Greater, the 83-year-old flamingo that lived at Australia’s Adelaide Zoo.
Photograph by Nicole Miller/Adelaide Zoo/EPA

6 of the World’s Longest-Lived Animals

One zoo flamingo lived to be 83.

ByJennifer S. Holland
February 4, 2014
4 min read

The world’s oldest flamingo flew to that great big aviary in the sky last week. Greater, as it was known, was the most famous flamingo in Australia’s Adelaide Zoo when it was put to sleep at age 83.

The bird was suffering from severe arthritis and was nearly blind; zookeepers decided that putting Greater down was the most humane thing they could do.

Most of us are impressed when our pets live merely into the low double digits. But there are creatures out there that put in some serious time on Earth, especially compared with us humans. Some sea sponges last more than 1,500 years. (See also “How Old Is That Lion? A Guide to Aging Animals.”)

Herewith, six of the most famously long-lived individual animals:

Deep-Sea Clam

You may have heard of Ming, the deep-sea clam named after the Chinese dynasty during which it was born. When it died in 2006, it was believed to be the oldest living animal ever recorded.

This ocean quahog, scientifically known as Arctica islandica, lived for 507 years and came to an inglorious end.

In 2006, scientists accidentally killed the clam when they dredged it up off the coast of Iceland and froze it, along with many others, for transport back to the lab for climate change research.

There may be older specimens out there hiding in the mud, but Ming was the lucky one that won postmortem fame.

Bowhead Whale

A bowhead whale was 130 years old when it died in 2007. Eskimos harvested the whale that year during a subsistence hunt monitored by the International Whaling Commission.

Scientists were able to estimate its age because the animal had carried a harpoon point in its neck for more than a hundred years.

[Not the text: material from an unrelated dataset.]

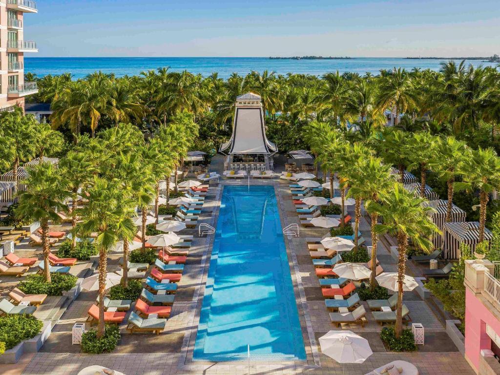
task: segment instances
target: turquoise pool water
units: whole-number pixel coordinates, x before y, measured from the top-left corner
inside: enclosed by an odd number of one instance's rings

Experts dated the weapon to a New England factory active around 1880.

Scientists believe bowhead whales have the capacity to live about 200 years in part due to their slow metabolism—an adaptation to an icy-cold but food-rich Arctic environment.

Koi

It might just be legend, but a koi goldfish named Hanako that passed on in 1977 was said to be the ripe old age of 226. Fish scales can be read like tree rings, which is how the estimate would have come about.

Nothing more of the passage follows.